Continuous Deployment at Instagram

At Instagram, we deploy our backend code 30-50 times a day... whenever engineers commit changes to master... with no human involvement in most cases. This may sound crazy, especially at our scale, but it works really well. This post talks about how we implemented this system and got it working smoothly.

Why do it?

Continuous deployment has a number of advantages for us:

It lets our engineers move really fast. They aren't limited to a few deployments per day at fixed times; instead, they can get code deployed whenever they want. This means that they waste less time and can iterate on changes very quickly.
It makes it much easier to identify bad commits. Instead of having to dig through tens or hundreds of commits to find the cause of a new error, the pool is narrowed down to one, or at most two or three. This is also really useful when you identify a problem later and go back to debug. The metrics or data that indicate the problem can be used to identify an accurate start time, and from there we can find which commits were deployed at that time.
Bad commits get detected very quickly and dealt with, which means that we don't end up with an undeployable mess in master and cause significant delays for other unrelated changes. We're always in a state where we can get important fixes out quickly.

Implementation

The success of this implementation can largely be attributed to its construction's iterative approach. Instead of building this system on the side and suddenly switching over, we evolved the current mechanisms until they became continuous deployment.

How it worked before

Before continuous deployment, engineers deployed changes on an ad-hoc basis. They'd land changes, and if they wanted them deployed soon, they'd run a rollout. Otherwise they'd wait for another engineer to come along and do so. Engineers were expected to know how to do a small scale test beforehand: they would do a rollout targeting one machine, log into that machine and check the logs, and then run a second rollout targeting the entire fleet. This was all implemented as a Fabric script, and we had a very basic database and UI called "Sauron" which stored a log of rollouts.

Canary and testing

The first step was adding canarying, which was initially simply scripting what engineers were already expected to do. Instead of running a separate rollout targeting one machine, the script deployed to the canary machine, tailed the logs for user, and asked whether it should continue to the full deploy. Next came some basic analysis of the canary machine: a script collected the HTTP status codes for each request, categorized them, and applied hard-coded percentage thresholds (e.g. less than 0.5% 5xx, at least 90% 2xx).

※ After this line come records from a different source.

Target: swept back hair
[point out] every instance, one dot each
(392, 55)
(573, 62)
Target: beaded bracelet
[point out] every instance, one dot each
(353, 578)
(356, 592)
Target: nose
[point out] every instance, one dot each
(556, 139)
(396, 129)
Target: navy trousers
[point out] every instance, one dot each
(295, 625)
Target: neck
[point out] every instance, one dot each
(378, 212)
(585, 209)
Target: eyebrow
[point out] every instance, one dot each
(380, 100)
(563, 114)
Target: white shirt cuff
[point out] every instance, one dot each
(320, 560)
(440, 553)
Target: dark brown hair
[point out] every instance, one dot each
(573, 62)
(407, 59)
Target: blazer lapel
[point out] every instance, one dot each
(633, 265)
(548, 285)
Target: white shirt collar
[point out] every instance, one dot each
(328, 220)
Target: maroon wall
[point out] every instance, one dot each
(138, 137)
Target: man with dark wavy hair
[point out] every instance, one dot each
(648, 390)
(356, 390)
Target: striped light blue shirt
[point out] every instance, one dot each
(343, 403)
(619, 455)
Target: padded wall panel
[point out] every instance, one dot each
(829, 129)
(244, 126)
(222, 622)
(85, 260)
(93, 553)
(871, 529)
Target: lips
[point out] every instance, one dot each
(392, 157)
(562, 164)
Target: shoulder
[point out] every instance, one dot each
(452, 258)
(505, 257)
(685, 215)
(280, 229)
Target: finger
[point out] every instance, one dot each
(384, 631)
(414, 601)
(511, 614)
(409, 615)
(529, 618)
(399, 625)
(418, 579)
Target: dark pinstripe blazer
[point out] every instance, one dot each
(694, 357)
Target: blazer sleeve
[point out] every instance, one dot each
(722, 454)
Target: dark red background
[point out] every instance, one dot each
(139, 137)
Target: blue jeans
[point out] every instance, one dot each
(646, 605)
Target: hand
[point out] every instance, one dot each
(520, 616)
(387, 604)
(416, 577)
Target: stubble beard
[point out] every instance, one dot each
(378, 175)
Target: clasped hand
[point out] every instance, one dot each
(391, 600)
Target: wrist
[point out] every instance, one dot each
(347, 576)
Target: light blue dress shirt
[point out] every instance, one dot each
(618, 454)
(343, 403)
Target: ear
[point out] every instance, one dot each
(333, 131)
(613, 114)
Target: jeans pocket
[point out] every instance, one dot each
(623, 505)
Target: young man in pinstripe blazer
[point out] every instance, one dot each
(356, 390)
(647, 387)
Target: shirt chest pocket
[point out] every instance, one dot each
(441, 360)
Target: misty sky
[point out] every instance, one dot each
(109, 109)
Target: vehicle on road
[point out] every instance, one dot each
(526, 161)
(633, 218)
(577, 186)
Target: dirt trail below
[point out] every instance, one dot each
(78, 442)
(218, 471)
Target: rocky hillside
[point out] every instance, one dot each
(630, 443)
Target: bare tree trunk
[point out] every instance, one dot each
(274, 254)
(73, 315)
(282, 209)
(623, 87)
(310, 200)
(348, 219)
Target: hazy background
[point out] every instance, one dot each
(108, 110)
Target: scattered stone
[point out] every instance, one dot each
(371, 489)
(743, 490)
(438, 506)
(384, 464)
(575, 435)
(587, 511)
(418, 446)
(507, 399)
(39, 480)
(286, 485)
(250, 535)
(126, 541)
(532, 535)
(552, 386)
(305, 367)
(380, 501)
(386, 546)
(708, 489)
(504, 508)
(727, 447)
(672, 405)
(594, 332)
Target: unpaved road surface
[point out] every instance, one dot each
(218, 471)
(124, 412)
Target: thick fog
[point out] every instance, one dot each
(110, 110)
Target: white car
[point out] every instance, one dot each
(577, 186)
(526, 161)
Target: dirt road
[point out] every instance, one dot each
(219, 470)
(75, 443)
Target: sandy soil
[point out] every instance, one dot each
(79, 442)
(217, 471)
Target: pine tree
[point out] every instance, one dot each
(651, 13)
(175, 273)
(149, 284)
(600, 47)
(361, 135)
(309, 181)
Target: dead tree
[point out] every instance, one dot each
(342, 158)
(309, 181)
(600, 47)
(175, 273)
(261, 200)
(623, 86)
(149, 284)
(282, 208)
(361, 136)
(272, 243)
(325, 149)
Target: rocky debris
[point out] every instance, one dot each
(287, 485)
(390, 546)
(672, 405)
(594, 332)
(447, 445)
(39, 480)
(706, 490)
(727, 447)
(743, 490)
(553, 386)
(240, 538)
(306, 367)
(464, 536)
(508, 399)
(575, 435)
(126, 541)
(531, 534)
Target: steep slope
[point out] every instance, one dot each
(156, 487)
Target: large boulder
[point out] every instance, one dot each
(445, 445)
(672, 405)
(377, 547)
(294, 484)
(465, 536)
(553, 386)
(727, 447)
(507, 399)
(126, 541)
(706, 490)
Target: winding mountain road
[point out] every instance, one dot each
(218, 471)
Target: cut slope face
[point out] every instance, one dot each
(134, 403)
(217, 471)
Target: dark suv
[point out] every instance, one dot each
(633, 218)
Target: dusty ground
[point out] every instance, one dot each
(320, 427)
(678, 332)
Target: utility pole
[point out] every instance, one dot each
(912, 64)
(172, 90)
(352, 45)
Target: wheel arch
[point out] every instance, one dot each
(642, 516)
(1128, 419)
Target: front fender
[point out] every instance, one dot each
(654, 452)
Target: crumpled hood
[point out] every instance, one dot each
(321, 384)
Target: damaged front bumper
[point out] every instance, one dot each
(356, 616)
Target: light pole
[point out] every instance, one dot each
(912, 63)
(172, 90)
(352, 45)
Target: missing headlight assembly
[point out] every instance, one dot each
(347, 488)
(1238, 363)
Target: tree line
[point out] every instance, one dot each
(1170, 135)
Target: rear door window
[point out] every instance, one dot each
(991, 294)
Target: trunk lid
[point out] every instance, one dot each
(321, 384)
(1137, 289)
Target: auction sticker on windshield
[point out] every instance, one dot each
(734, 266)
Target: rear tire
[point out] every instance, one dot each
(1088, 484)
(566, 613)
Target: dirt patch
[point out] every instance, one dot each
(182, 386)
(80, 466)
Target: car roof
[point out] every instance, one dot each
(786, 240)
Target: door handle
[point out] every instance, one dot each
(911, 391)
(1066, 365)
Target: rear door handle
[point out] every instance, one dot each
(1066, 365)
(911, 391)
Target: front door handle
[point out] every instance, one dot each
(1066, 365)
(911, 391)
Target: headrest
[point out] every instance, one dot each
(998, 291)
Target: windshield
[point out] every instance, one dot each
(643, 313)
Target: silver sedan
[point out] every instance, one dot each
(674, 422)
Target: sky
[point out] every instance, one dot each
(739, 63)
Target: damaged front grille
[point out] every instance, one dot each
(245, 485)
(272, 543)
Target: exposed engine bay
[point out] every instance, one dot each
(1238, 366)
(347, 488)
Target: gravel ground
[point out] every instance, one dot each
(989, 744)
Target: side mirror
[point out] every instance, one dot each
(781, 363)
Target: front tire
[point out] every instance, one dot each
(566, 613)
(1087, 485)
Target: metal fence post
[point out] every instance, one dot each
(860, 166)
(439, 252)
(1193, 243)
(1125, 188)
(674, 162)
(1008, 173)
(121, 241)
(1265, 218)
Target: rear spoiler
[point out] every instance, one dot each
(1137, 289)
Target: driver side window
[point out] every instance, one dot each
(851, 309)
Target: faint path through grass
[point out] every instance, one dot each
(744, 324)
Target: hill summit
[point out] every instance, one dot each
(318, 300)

However, this would only warn the user if the thresholds failed.

We already had a test suite, but it was only run by engineers on their development machines. Code reviewers had to take the author's word that the tests passed, and we didn't know the test status of the resulting commit in master. So we setup Jenkins to run tests on new commits in master and report the result to Sauron. Sauron would keep track of the latest commit which had passed tests, and when doing a rollout this commit would be suggested instead of the latest commit.

Facebook uses Phabricator (http://phabricator.org/) for code reviews, and has a Continuous Integration system called Sandcastle which integrates well with Phabricator. We got Sandcastle to run tests whenever a diff was created or updated, and report the result to the diff.

Automate

To get to automation, we first had to lay some groundwork. We added states to rollouts (running, done, error), and made the script warn if the previous rollout was not in "done" state. We added an abort button in the UI which would change the state to "abort," and got the script to check the state occasionally and react. We also added full commit tracking; instead of Sauron only knowing the latest commit which had passed tests, it now had a record for every commit in master, and knew the test status of each specific one.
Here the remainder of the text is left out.